Jennifer Lopez has been leading an eclectic career as an actress, singer and dancer for nearly a quarter-century, and has managed to carve out a distinct brand for her persona as the impossibly pretty, vastly wealthy woman who can still make you believe she knows what it’s like to be an average working-class woman.
Clint Eastwood, meanwhile, has of course been an icon of cinematic manhood for decades, and at 86, he’s directed and starring in another in a literally endless parade of critically acclaimed hits with “The Mule.” Oddly, these seemingly disparate superstars have similar themes in their latest films, which both have a lot to say to audiences who are middle-aged and older.
J. Lo’s latest film, “Second Act,” has flown under the radar of the Christmas blockbuster season yet provides her the perfect role as Maya, a 40-year-old woman who goes for a big promotion to head manager at the Whole Foods-style supermarket she’s been working at for 15 years. When she loses the job because she only has a GED, Maya’s best friend’s son creates an entirely new and wholly false online persona for her so she can compete for better jobs that require higher education.
Suddenly Maya finds herself hired as a consultant by a line of facial creams and thrown in over her head amid a flashy corporate world with tons of perks. Tasked with competing against Zoe (Vanessa Hudgens), the hotshot 24-year-old daughter of the company CEO (Treat Williams), in a race to develop the best new organic skin cream, Maya finds a bigger surprise when it’s revealed that Zoe is the daughter she gave up for adoption during high school.
That plot twist is surprisingly effective, lending an unexpected emotional depth to the film that balances well against a number of quirkily fun supporting characters and screwball comedy moments. Among her friends are veteran “King of Queens” costar and famed ex-Scientologist Leah Remini, who plays best friend Joan with snappy sarcasm, and writers Justin Zackham and Elaine Goldsmith-Thomas bring funny touches to a wide array of Maya’s co-workers in both her past blue-collar and new white-collar lives.
The writers also deliver some pretty hilarious off-beat sight gags and physical comedy at unexpected moments throughout. But it’s Maya’s relationship with her surprise daughter Zoe that forms the true heart of the movie, and it’s refreshing to see a major movie character strongly espouse a pro-life and pro-adoption viewpoint. Maya makes it clear that she never considered anything but adoption for a moment, and Lopez delivers the lines with touching emotion.

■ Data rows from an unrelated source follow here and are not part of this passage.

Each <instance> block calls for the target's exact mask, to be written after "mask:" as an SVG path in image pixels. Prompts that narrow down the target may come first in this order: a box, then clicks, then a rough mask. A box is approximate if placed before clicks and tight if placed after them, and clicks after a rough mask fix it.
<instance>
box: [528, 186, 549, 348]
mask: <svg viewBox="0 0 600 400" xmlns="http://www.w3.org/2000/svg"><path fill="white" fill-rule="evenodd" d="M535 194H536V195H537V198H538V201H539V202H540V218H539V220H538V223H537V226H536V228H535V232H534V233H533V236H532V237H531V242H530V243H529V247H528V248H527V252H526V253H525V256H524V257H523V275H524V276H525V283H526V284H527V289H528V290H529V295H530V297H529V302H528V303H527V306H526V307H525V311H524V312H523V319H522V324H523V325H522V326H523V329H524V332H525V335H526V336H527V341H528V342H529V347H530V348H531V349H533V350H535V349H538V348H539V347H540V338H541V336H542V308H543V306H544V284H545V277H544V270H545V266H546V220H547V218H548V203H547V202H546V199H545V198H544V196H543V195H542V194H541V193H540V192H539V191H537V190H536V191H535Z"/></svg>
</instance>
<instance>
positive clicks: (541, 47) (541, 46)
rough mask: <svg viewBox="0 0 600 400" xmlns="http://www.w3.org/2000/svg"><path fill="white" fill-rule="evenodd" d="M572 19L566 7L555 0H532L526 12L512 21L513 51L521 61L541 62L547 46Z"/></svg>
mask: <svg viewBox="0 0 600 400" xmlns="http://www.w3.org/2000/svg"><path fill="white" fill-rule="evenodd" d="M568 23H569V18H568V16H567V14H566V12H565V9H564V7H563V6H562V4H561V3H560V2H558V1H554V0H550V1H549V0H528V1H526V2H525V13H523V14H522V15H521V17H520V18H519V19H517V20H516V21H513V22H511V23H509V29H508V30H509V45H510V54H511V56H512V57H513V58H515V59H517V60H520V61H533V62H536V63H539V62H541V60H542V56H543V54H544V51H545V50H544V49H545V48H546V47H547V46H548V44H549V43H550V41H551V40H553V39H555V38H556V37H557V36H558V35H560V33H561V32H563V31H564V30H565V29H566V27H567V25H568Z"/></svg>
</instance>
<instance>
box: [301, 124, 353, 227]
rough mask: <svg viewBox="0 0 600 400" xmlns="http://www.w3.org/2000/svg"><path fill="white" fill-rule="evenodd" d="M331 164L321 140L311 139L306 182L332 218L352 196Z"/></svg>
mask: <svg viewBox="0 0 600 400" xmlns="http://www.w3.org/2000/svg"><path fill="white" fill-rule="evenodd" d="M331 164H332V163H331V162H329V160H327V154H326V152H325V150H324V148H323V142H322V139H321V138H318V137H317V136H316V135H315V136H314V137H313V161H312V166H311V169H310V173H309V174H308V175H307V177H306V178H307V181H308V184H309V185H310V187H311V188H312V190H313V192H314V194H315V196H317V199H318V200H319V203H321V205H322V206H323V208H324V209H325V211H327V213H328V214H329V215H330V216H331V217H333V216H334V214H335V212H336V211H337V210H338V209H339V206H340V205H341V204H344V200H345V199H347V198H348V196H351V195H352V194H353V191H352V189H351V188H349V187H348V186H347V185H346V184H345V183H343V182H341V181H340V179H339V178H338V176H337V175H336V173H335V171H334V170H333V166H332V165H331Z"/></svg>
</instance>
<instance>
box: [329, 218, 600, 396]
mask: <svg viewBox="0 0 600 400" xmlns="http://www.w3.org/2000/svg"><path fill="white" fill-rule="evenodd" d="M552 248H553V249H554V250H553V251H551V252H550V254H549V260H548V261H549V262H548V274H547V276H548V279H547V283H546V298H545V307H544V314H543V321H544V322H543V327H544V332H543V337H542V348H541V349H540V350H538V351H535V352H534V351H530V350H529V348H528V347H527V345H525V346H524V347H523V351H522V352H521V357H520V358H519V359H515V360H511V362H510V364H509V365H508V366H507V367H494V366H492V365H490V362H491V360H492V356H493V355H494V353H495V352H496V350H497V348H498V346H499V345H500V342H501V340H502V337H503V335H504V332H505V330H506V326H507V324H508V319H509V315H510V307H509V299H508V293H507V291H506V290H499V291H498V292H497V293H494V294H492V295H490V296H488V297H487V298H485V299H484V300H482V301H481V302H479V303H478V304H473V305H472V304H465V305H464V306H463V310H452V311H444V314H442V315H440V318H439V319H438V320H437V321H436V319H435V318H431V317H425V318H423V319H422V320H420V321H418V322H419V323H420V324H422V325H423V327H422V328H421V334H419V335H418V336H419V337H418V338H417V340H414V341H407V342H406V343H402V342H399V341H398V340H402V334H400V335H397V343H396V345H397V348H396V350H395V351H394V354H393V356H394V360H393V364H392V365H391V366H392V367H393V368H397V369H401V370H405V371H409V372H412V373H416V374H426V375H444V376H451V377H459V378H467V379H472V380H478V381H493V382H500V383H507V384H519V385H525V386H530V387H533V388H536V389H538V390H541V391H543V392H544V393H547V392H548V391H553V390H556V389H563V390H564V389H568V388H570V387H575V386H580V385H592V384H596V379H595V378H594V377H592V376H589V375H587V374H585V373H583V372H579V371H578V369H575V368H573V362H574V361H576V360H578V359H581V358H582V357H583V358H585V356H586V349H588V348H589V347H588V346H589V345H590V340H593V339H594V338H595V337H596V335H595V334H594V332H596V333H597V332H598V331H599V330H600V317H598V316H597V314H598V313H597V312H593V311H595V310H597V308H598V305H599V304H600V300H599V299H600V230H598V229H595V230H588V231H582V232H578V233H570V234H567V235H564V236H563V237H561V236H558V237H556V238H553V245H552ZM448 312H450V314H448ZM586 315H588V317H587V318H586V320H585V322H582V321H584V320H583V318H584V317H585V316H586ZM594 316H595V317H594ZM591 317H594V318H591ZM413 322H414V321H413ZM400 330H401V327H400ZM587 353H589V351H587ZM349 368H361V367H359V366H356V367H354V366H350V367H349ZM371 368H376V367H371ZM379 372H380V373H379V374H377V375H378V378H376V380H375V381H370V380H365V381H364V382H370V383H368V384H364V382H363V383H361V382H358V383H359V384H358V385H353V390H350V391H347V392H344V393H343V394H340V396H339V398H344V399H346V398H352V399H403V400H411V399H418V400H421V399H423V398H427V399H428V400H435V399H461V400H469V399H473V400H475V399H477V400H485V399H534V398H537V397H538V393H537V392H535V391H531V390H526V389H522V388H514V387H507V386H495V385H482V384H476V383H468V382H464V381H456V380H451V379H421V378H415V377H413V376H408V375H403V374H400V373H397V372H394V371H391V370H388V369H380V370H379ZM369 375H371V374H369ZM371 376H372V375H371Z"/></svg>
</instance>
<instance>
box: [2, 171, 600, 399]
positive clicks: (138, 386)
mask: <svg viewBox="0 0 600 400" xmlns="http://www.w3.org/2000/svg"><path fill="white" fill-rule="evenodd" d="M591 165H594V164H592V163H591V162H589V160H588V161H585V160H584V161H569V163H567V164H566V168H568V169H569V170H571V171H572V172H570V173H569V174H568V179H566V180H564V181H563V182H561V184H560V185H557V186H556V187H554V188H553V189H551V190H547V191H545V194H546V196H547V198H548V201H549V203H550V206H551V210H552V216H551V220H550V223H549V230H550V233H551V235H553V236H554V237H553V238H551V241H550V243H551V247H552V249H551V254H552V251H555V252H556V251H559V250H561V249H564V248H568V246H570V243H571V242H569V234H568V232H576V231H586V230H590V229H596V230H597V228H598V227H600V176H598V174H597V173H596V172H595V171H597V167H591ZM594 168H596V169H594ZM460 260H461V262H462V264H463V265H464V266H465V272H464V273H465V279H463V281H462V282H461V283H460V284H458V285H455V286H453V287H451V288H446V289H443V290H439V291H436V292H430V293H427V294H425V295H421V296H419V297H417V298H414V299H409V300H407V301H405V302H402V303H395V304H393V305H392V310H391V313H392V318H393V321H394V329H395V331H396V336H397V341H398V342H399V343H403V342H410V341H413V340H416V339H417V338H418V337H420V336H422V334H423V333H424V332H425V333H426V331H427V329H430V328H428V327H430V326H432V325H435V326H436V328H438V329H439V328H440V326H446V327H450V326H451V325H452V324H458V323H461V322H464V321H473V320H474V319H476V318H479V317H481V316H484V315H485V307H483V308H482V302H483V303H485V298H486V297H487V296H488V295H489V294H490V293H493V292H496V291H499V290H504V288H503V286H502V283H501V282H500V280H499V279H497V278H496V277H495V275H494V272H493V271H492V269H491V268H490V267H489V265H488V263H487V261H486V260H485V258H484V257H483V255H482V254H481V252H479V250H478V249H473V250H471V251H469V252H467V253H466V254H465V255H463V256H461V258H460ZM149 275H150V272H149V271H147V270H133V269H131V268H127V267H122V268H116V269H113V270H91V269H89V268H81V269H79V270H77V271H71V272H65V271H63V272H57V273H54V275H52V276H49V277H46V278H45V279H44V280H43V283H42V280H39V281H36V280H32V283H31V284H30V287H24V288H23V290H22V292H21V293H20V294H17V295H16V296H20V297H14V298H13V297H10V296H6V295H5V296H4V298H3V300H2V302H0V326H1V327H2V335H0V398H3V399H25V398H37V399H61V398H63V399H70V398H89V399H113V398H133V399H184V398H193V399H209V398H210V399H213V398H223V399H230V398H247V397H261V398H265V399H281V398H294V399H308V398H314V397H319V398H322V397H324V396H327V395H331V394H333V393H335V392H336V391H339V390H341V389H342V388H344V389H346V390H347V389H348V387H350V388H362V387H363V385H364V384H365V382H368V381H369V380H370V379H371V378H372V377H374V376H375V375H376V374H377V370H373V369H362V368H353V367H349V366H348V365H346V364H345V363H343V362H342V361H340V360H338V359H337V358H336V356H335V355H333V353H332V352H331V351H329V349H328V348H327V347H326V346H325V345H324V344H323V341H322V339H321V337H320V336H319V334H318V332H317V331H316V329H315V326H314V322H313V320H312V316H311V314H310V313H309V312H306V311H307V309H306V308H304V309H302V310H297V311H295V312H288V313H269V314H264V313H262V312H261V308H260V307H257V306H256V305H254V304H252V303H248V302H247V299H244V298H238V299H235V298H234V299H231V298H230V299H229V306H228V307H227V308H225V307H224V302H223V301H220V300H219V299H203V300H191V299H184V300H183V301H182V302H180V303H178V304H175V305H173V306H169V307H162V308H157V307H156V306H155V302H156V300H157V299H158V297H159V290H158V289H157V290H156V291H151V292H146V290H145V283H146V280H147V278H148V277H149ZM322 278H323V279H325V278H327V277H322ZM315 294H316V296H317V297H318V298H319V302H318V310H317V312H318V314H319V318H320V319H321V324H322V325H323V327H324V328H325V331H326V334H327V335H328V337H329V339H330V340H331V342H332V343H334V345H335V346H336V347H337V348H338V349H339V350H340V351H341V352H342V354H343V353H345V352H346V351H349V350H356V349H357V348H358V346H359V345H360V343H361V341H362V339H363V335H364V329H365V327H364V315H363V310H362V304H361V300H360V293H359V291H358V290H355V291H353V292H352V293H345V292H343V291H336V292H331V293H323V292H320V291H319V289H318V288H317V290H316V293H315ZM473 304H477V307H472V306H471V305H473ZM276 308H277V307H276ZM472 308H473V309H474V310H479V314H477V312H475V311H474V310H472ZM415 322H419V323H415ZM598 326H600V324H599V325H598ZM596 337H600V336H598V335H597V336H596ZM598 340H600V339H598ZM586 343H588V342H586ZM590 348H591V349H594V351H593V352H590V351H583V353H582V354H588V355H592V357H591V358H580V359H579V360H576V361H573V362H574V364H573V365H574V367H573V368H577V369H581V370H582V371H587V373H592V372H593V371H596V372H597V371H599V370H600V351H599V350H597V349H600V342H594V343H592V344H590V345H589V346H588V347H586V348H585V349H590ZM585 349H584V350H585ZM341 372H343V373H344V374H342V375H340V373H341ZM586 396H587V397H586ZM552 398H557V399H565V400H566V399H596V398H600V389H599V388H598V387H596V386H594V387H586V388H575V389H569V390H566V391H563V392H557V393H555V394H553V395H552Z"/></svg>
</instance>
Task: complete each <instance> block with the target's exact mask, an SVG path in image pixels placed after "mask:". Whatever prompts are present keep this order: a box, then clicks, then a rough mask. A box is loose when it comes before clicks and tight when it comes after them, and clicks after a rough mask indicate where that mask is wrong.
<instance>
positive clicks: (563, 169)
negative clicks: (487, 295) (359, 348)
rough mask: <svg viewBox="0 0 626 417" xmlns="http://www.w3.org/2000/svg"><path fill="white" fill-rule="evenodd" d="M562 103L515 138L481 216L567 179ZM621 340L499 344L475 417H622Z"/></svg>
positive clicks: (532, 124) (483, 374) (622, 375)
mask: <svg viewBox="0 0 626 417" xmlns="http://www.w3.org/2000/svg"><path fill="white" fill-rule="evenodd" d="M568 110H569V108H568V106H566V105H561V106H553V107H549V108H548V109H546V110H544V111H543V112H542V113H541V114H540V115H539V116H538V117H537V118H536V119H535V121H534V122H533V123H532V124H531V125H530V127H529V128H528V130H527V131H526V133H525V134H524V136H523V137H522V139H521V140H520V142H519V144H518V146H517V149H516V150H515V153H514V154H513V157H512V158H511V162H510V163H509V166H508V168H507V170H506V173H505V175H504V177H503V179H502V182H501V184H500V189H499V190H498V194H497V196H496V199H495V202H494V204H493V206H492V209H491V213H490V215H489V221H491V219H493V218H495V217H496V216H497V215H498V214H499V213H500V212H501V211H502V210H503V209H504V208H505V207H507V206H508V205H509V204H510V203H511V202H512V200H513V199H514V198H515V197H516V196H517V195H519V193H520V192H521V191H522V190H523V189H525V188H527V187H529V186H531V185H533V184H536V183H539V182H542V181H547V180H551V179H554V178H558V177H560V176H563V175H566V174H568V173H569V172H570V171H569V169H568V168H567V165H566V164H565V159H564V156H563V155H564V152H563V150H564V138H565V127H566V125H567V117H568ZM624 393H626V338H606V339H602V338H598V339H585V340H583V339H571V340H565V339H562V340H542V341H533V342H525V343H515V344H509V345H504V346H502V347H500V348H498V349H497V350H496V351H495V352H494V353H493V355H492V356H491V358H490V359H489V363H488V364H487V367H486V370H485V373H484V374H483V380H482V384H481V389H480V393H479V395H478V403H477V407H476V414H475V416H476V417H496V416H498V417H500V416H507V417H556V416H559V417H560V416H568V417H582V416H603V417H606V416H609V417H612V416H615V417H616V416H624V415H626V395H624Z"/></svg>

Lopez knocks her well-rounded role out of the park, but “Second Act” unfortunately has a couple of gaping plot holes and logical lapses that weaken it in the middle and near the finale. Unfortunately, since they’re connected to the plot twists that form the surprising center of the film, it’s unfair to spell them out in detail.
But those are easily forgivable offenses in a movie that more often than not proves to be both funny and inspiring, while again giving viewers a true appreciation of life and making the most of the circumstances you’re forced to handle. Providing plenty of fodder for meaningful conversation in addition to a wide range of emotions, “Second Act” proves to be a first-rate date film.
“The Mule” features Eastwood as Earl Stone, a 90-year-old lifelong horticulturalist who has spent more time and money focusing on his prized plants than he has on his own family. He’s also been a financial failure in addition to a failed husband and father, so when his home is about to be foreclosed and he’s driven to desperation, he agrees to consider a job driving mysterious bags long distance between El Paso and Chicago for increasingly large sums of money.
Earl knows that there has to be something wrong with the situation, as a Mexican drug cartel is using him as an unsuspecting drug runner between the two cities. But he needs to save his house, and his daughter needs help paying for her wedding, and the VFW hall he’s a member of is in danger of closing down due to costly repairs, so Earl takes the money and doesn’t ask questions.
But the problem is, federal agents led by Colin Bates (Bradley Cooper) are starting to ask questions about who the hot new drug-runner of the cartel is, and they’re closing in fast on Earl. As a family crisis forces Earl to decide between family and his dangerous work for the cartel, “The Mule” becomes a slow-burning masterpiece thriller, in addition to an interesting and engaging exploration of forgiveness and redemption, family and second chances.
Eastwood is outstanding as always, and he reteams here with Nick Schenk, who also wrote his biggest blockbuster ever, “Gran Torino.” While “The Mule” is much more mellow in its tone, it’s highly effective, edge of your seat entertainment that while rated R, has a relative minimum of foul language and violence for the rating and should be easily enjoyed by any adult.